Vous n'aviez pas de script quand vous avez commencé à tourner : pourquoi cette méthode de travail ?
Tout simplement parce que je déteste écrire ! Donc, je pars d'une idée en l'occurrence, mon enfance à Hong-Kong au début des années 60 , je fais mes repérages et, quand tout le monde est sur le plateau, là je suis bien obligé de m'asseoir à mon bureau ! Si je n'ai pas cette pression, je préfère aller prendre un verre. Ce qui ne veut pas dire que je ne travaille pas : In the mood for love est un film sur lequel je n'ai jamais cessé de chercher. Si je fais des films, c'est que j'ai passé beaucoup de temps au cinéma avec ma mère. Je suis arrivé à Hong-Kong à 5 ans, où j'ai découvert le cinéma tout d'un coup, et j'ai été submergé de sensations. Retrouver ces sensations, les capturer, et les partager avec le public, est ma seule motivation en tant que metteur en scène.
Comment arrivez-vous à convaincre toute une équipe et toute une production à vous suivre ainsi sur un tournage sans cesse prolongé ?
J'ai beaucoup de chance.

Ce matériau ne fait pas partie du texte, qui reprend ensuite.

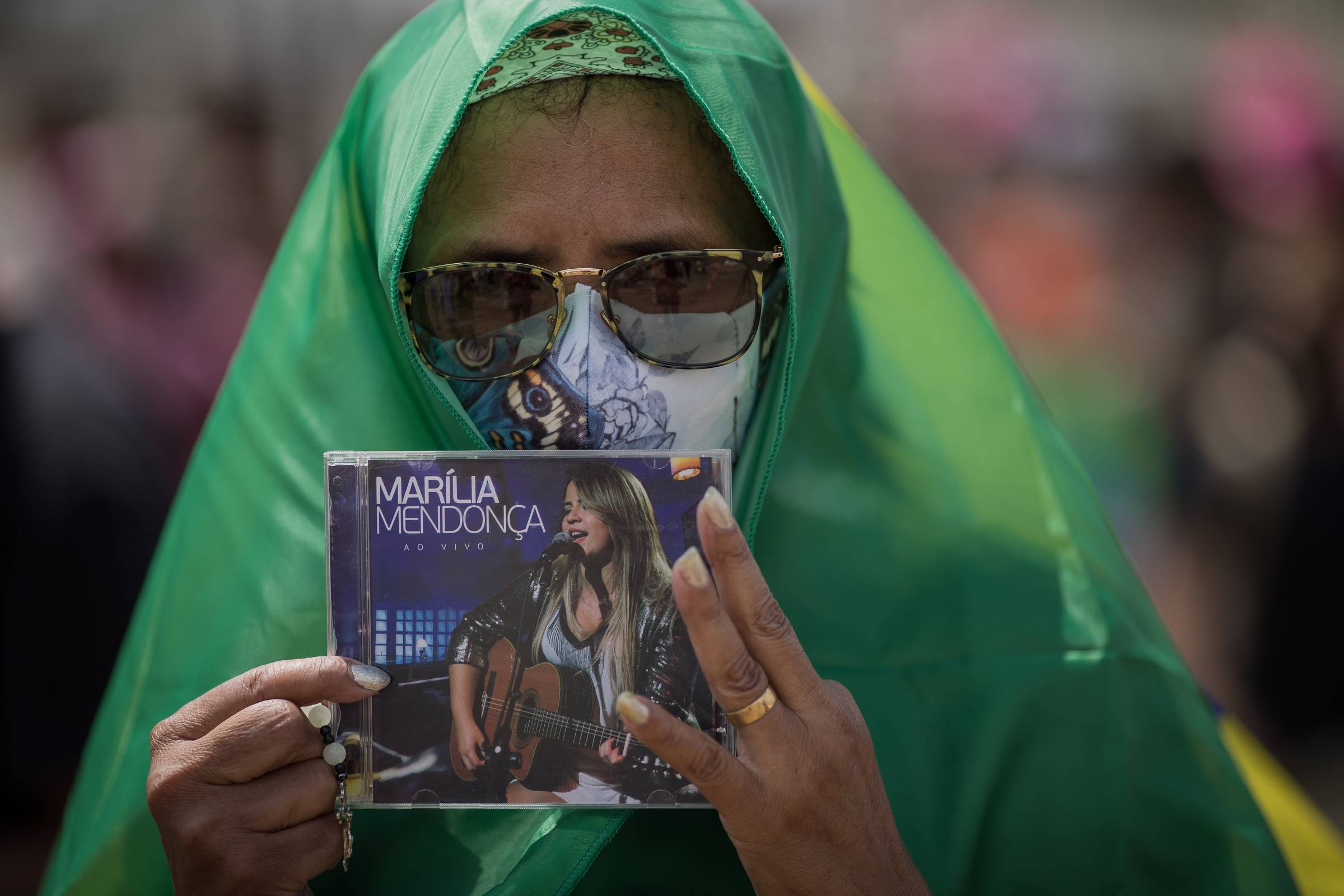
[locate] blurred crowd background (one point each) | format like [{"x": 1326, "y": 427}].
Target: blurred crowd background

Je travaille avec mon équipe depuis mon premier film. Nous avons une façon de travailler très organique. Il ne s'agit pas pour les uns et les autres de rendre des comptes au scénario ou au réalisateur. Non, chacun crée à son niveau. Je suis juste un chef de bande : je rassemble tout.
Mesurez-vous l'engagement de vos acteurs Maggie Cheung et Tony Leung ?
Bien sûr, je leur suis très reconnaissant. Ils ont passé seize mois chacun sur ce film. C'est exceptionnel. Et en plus, ils ont dû accepter cette méthode de travail très particulière, sans scénario, en cherchant au jour le jour, parfois à tâtons. C'était pénible pour eux.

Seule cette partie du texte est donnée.